Among asthmatics, smoking is associated to a worsening of the pulmonary function and to a decreased response to corticosteroid treatment.2 Comparing the results of two parallel questionnaires to the phase I and phase III ISAAC questionnaires, where the risk factors in adolescents were studied, we could confirm that smoking had significantly decreased among our adolescents in the phase III questionnaire compared with the phase I questionnaire. Having smoking-parents was significantly associated with smoking-children; also having ever had asthma and the severity of asthma were associated with being a smoker adolescent.3,4
In Spain and according to a survey of the Education Ministry,5 smoking among school children aged 14–18 has decreased in the last 14 years, from 21.6% daily smokers in 1994 to 14.8% in 2008. There is no doubt that the awareness campaigns to give up smoking, as well as the limitations to smoke in public sites, and so on, have importantly contributed to this fact.

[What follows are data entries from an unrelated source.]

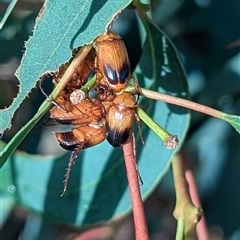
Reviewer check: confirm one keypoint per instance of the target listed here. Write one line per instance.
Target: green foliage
(60, 27)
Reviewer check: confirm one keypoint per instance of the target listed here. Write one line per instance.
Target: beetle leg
(72, 160)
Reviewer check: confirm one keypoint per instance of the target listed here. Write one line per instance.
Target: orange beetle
(85, 112)
(112, 61)
(77, 139)
(119, 119)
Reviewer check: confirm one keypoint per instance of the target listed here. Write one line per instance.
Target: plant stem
(140, 223)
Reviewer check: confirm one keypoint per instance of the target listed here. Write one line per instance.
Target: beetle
(85, 112)
(79, 77)
(77, 139)
(119, 119)
(112, 61)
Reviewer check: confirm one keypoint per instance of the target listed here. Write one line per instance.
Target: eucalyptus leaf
(60, 27)
(97, 189)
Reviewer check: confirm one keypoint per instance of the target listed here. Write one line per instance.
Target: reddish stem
(140, 223)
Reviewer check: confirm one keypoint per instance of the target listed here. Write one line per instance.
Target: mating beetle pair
(94, 120)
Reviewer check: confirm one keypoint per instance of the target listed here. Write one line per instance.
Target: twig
(140, 223)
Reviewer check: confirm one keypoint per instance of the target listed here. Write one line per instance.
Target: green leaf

The Spanish Guide for Asthma Management GEMA 20096 considers passive smoking as a direct triggering factor in asthma exacerbations. It is important to perform prospective studies that somehow methodologically confirm the repercussion of exposition to tobacco smoke. The authors of the present study in children with respiratory allergy induced by dust mites observe that exposition to tobacco smoke decreases the efficacy of immunotherapy, although it is still an efficient treatment; the authors also describe for antihistamines a fact already known about the response to corticosteroids among smokers: those patients with respiratory allergy exposed to tobacco smoke present a low or null response to them.
The problem of exposition to tobacco smoke among children with respiratory allergy, as well as among smoker adolescents drives us to perform educational programmes where all the information we have and its clinical impact can be transmitted. This is why it is very important to perform scientific studies. But not only must we transmit the information, but also the patients, their families and the school environment should all be involved.